Outros fatos inexplicáveis que podem ser
constatados atualmente no HCAB:
- Foi realizada uma reforma elétrica de quase R$ 800.000,00, mas está incompleta, mesmo depois de entregue;
- Uma unidade desativada foi transformada num depósito de misteriosos equipamentos (há notícias da existência de muitas máquinas de costura, autoclaves modernos etc, mas não há acesso livre aos servidores em geral e usuários, porque foi instalado um portão externo direto para aquele espaço, e o equipamento nem passa por dentro do hospital, sendo lá colocado em sigilo...);
- Foram instaladas inúmeras câmeras de segurança nos corredores e pátio, a maioria delas o tempo todo ociosas;
- Está sendo realizado um novo orçando de pintura para o hospital (a aparência externa tem recebido manutenções frequentes, mas é de se entrar nas unidades...);
- Foi instalada uma academia da terceira idade no pátio do hospital, porém tem restrição de uso até para os trabalhadores, sendo liberada somente para os pacientes da nova unidade e com supervisão de Fisioterapeuta.
Mesmo sem o levantamento completo das
variáveis envolvidas, o HCAB é provavelmente
um hospital deficitário, e somente com o aumento de leitos e ocupação de 100%
seria possível melhorar isso. Ora, baixas taxas de ocupação por si só apontam para deseconomia de escala. Segundo
a Portaria 4.279/2010 do MS, economia de
escala ocorre quando os custos médios de longo prazo diminuem, à medida que
aumenta o volume das atividades (consultas, internações, procedimentos). No
caso do Adauto, como ele concentra serviços para o Estado em um único local,
isso deveria facilitar a racionalização de custos e otimização de resultados. Porém
o mesmo tem reduzido suas internações, até mesmo em função da Política Nacional
de Saúde Mental, que aponta para o cuidado em liberdade, e o investimento
curiosamente pareceu aumentar, exceto no que se refere ao pessoal médico.
Também é provável que haja baixa produtividade, ineficiência e ineficiência técnica.

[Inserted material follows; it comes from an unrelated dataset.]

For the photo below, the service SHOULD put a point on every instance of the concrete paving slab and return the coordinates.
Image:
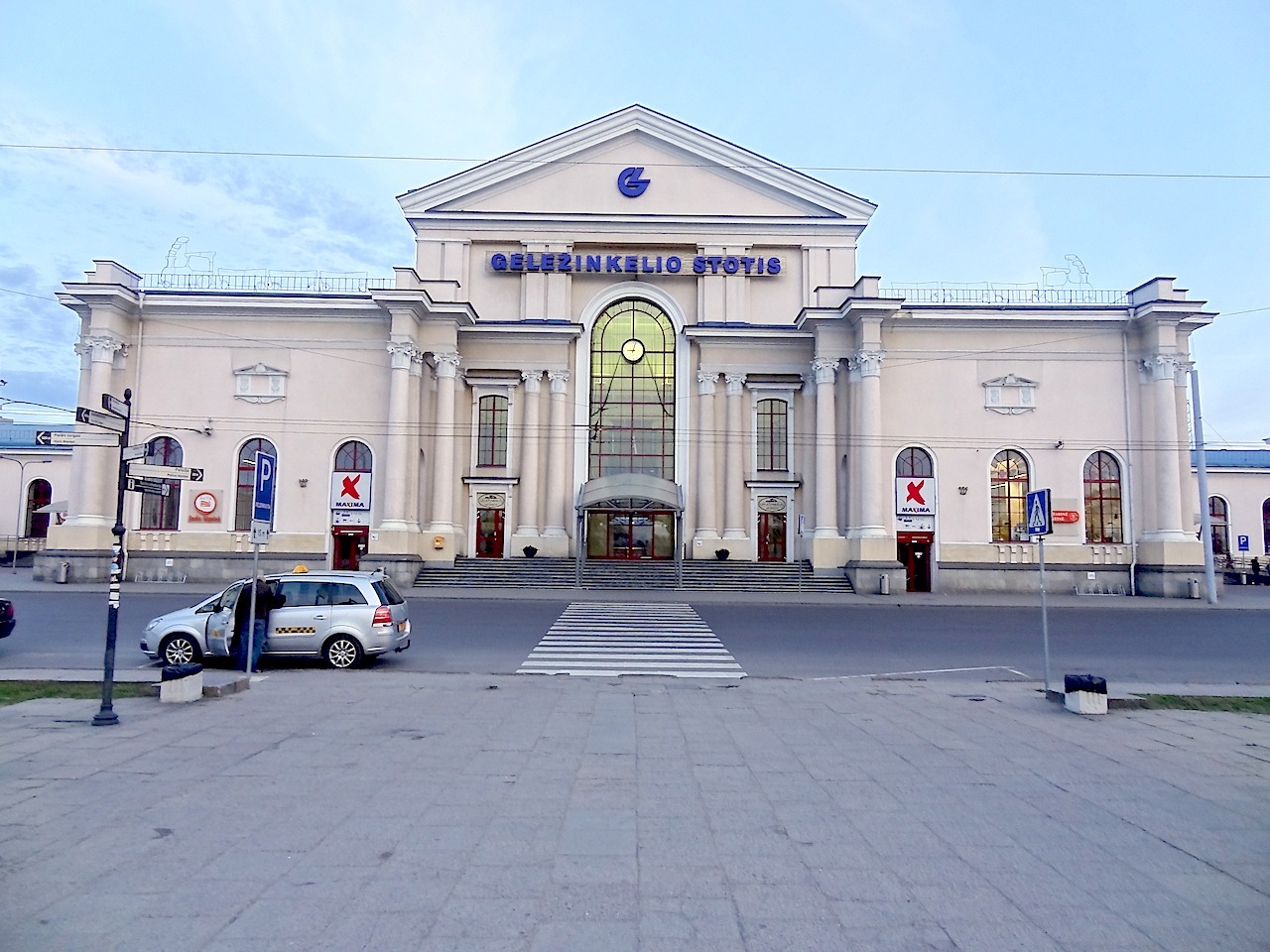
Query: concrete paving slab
(391, 810)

Para tanto,
deveriam ser solicitados à SESA-PR alguns dados e variáveis a fim de se poder
calcular os indicadores hospitalares
(BITTAR, 1996): parâmetros de custos (pacientes-dia, consultas) e consumo (recepção, farmácia,
administração, nutrição, limpeza, etc); produção (nº de pacientes internados,
nº pacientes-dia, média de permanência, faixa etária, procedimentos realizados
na internação; nº de profissionais por categoria, nº de horas trabalhadas por
eles, tipos de turnos e plantões; serviços de terceiros (manutenção, limpeza,
vigilância, laboratórios e outros), incluindo área de atuação, quantificação e
qualificacão dos profissionais, horas trabalhadas e tipo de contrato.

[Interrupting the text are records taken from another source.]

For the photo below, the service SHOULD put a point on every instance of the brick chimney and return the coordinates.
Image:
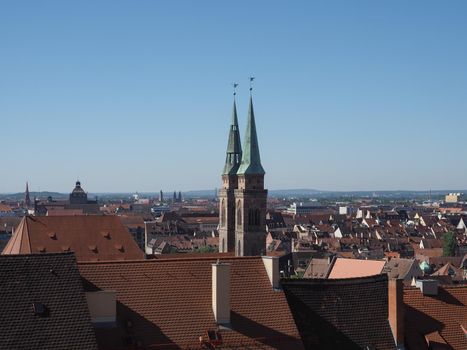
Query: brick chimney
(103, 308)
(221, 292)
(271, 264)
(396, 310)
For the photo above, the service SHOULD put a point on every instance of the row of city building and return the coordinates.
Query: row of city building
(277, 280)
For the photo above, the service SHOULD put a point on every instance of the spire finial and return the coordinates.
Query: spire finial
(235, 88)
(251, 83)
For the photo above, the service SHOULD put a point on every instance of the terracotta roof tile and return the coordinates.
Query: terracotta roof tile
(169, 303)
(80, 234)
(443, 313)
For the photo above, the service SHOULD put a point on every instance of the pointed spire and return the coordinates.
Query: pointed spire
(234, 147)
(27, 198)
(251, 160)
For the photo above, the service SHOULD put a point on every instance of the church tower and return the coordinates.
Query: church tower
(27, 198)
(229, 185)
(250, 196)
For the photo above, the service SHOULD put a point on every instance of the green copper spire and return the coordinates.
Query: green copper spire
(234, 147)
(251, 161)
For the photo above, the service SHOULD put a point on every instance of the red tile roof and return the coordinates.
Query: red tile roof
(444, 313)
(350, 268)
(169, 303)
(90, 237)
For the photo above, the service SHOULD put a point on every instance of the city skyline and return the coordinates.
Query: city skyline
(366, 97)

Resumindo, o HCAB, embora um equipamento
ultrapassado no que se refere ao cuidado em saúde mental, inegavelmente integra
a história da saúde do Paraná, e conta com muitos e bons profissionais. Hoje a
política para o hospital não está alinhada com discussões e projetos referentes
à agenda atual da saúde mental no Brasil e no mundo: vê-se que não conta com
projeto terapêutico, e opera sob modelos assistencial e gerencial arcaicos e
verticalizados. Mantém, portanto, o desenho manicomial, no entanto com baixa
capacidade de resposta. Por que então tantos e tão incoerentes investimentos,
em épocas de restrição orçamentária no Estado do PR?

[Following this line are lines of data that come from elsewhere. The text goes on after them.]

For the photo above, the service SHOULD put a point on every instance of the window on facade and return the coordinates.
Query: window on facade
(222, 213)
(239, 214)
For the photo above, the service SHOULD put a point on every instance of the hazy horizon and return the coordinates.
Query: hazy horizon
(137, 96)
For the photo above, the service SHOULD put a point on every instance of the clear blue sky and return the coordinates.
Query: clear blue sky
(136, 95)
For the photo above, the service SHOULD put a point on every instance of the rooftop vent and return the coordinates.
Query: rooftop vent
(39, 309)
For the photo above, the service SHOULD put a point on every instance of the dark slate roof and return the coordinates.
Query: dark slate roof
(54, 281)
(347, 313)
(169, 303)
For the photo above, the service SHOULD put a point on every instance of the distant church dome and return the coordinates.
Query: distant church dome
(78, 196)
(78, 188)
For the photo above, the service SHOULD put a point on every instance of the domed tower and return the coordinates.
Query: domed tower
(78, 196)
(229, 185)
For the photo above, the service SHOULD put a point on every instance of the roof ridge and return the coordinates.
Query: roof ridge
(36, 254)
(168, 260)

A falta de democracia infelizmente não é de hoje. A
implantação do Sistema de Informação no Adauto já havia sido feita sem o
envolvimento dos usuários do sistema, desconsiderando suas necessidades e as
características da instituição, e sem apoio da direção local (SCHWIDERSKI,
2011). Também nunca foi implantada a supervisão
clínico-institucional em saúde mental. Hoje, na contra mão do que hoje se
faz no SUS, definitivamente deixou de valorizar as equipes e os profissionais. Para
se ter uma idéia, em 2013 a Direção Geral do HCAB inscreveu o hospital em um
evento, para o qual elaborou um banner,
no qual excluiu o serviço médico da carteira de serviços (há fotos do mesmo).
Por tudo o que foi aqui
relatado, é de se perguntar o que pretende a SESA com o HCAB: manter esse
modelo manicomial com autoritarismo, porém sem planejamento, com desperdícios
financeiros e ineficiência? Ou haveria alguma intenção de modernizar o modelo
assistencial na direção do multiprofissionalismo e do cuidado em liberdade,
garantindo aos municípíos paranaenses assistência relevante em álcool e drogas?